Недалеко от дома, где я жила, на большом пустыре располагался оптовый рынок. Потом решено было согнать торговцев с пустыря и построить на нем спорткомплекс с бассейном. Я этому очень обрадовалась: в Махачкале тогда был всего лишь один бассейн (не считая больничных и санаторных) – на территории рыбоконсервного комбината, и ездить туда было далеко. Оптовики не хотели терять единственное средство к существованию и держались до последнего. Торговые лавки закрывали силой, а самих торговцев прогоняли дубинками, но те протестовали и отбивались булыжниками. В конце концов, оптовики дошли до центральной площади, где как раз устраивали митинг религиозные оппозиционеры Хачилаевы. Произошли массовые беспорядки и спонтанный захват здания Госсовета. В тот день в школе у нас было итоговое изложение. Площадь располагалась недалеко от школы, и туда все время стекались милицейские силы. Мы видели это из окон. Когда понесли чей-то завернутый в черную бурку труп, учительницы разрыдались. Потом оказалось, что по случайному совпадению мимо школы проносили умершего старика, и это не имело никакого отношения к событиям в Госсовете.
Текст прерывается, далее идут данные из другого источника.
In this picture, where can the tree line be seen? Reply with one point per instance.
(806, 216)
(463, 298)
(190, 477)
Тем не менее обстановка была напряженная. В любую минуту мог случиться государственный переворот.
А появления бассейна я так и не дождалась. Замороженная стройка до сих пор обнесена деревянным забором и заброшена. Зато расположенная напротив Джума́-мечеть разрастается каждый год. Эту мечеть построили турки по образцу Голубой мечети в Стамбуле. Только у стамбульской мечети четыре минарета, а у Джума-мечети – два. Изначально там помещалось одновременно шесть-семь тысяч человек, потом оказалось, что по пятницам и праздникам всем места не хватает, и мечеть несколько раз обносили лесами, расширяли, делали непонятные пристройки из красного кирпича. От этого она совершенно потеряла свой первоначальный вид.